The first time that I dealt with Chris McCandless was the last summer, watching the Sean Penn's movie. Surely I could not know that one year later I would talk with an opposite disposition towards his controversial personality.
In fact in the first time I reacted with many of the critic thoughts of who is not a fan of the epic mission of this adventurous guy: he is totally immature, uselessly radical, pretentiously naive and arrogant.
And I think it now too, but without the harshness of before. Krakauer has given me a more in-depth analysis of the boy and his journey (really well-executed) and I've used the occasion to deepen my reception of him.
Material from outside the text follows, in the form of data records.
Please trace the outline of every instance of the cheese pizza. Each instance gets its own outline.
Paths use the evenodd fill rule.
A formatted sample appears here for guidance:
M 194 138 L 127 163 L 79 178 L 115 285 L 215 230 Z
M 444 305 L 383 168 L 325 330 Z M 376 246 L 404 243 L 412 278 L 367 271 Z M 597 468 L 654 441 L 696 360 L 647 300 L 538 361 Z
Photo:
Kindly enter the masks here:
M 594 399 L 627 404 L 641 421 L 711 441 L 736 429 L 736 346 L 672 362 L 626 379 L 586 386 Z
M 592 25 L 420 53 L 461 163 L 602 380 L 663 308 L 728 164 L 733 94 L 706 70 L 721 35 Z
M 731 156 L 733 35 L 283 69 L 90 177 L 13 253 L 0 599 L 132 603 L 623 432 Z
I feel very sorry for his death, but knowing that he died satisfied of his life and experience despite the bitter lesson given by the same beloved nature set my mind at rest. Sometimes I tend to be very hypercritical, but something stops me when I know that this or that person died happy of what he lived and done. What I could say in this case? I'm convinced that everybody is trying to realize himself in this brief life and if McCandless succeeded, I won't say to him a word.
Because living is hard and I can't blame someone who has tried for real to follow those beautiful ambitions that every young person has inside him.
It's like those men who want to become an astronaut or the new Indiana Jones and then end up in a office. Good for them if they will talk to me of reality, making ends meet and so on, and they are right. Life technically allows a large part of the dreams of everyone, but the necessary steps to achieve them can be very hard and we should consider that at least a 50 % is not even ready to make an effort, perservere for his personal "something more than a ordinary life". Life is intimidating, big decisions are intimidating. So the dreamer part of everybody usually will be relegated in the angles of a free evening destined to reveries, while "real life" has already defined us.
McCandless was a young boy with fresh ideals and ambitions and he was sufficiently determined to not be in that 50 %. Surely a journey through "the wild" was not demanding so many sacrifices like the ones he did, but he was not looking simply for the wild, he was trying to live a much more idealistic relationship with nature, he wanted to feel maybe those romantics experiences of his literary models: Thoreau, Tolstoj's characters, and so on. So, yes, he has not accepted nothing that could ease his epic mission, not even a device with which he could have called for help in case of a really alarming situation. Naive, immature, but also typically young.
He was the classic "young boy" against the corrupted society: he aspired to a radical living style in which society was cut off and he and her beloved nature were a only thing, he was seeing only the black and the white of a person with excessive criticism, an effective example, he truly believed that he should always say the truth, without compromises. He trully believed that he could live without compromises.
Totally irrational, but..bold. He intended to do his epic mission and he really did it right to the end, he has been..tremendously coherent with himself, at cost of not hearing the good sense of others that were trying to redimensioning his project and saving his life.
And in fact he died wretchedly of hunger in his beloved and wild Alaska, but...as I said..he died with an untouchable happiness.
At least he has tried really to follow the child in us who dream big things for our promising life, he has paid with his life when it wasn't absolutely necessary, but now that all is done we can't turn back, knowing that regret didn't bury him is a big consolation.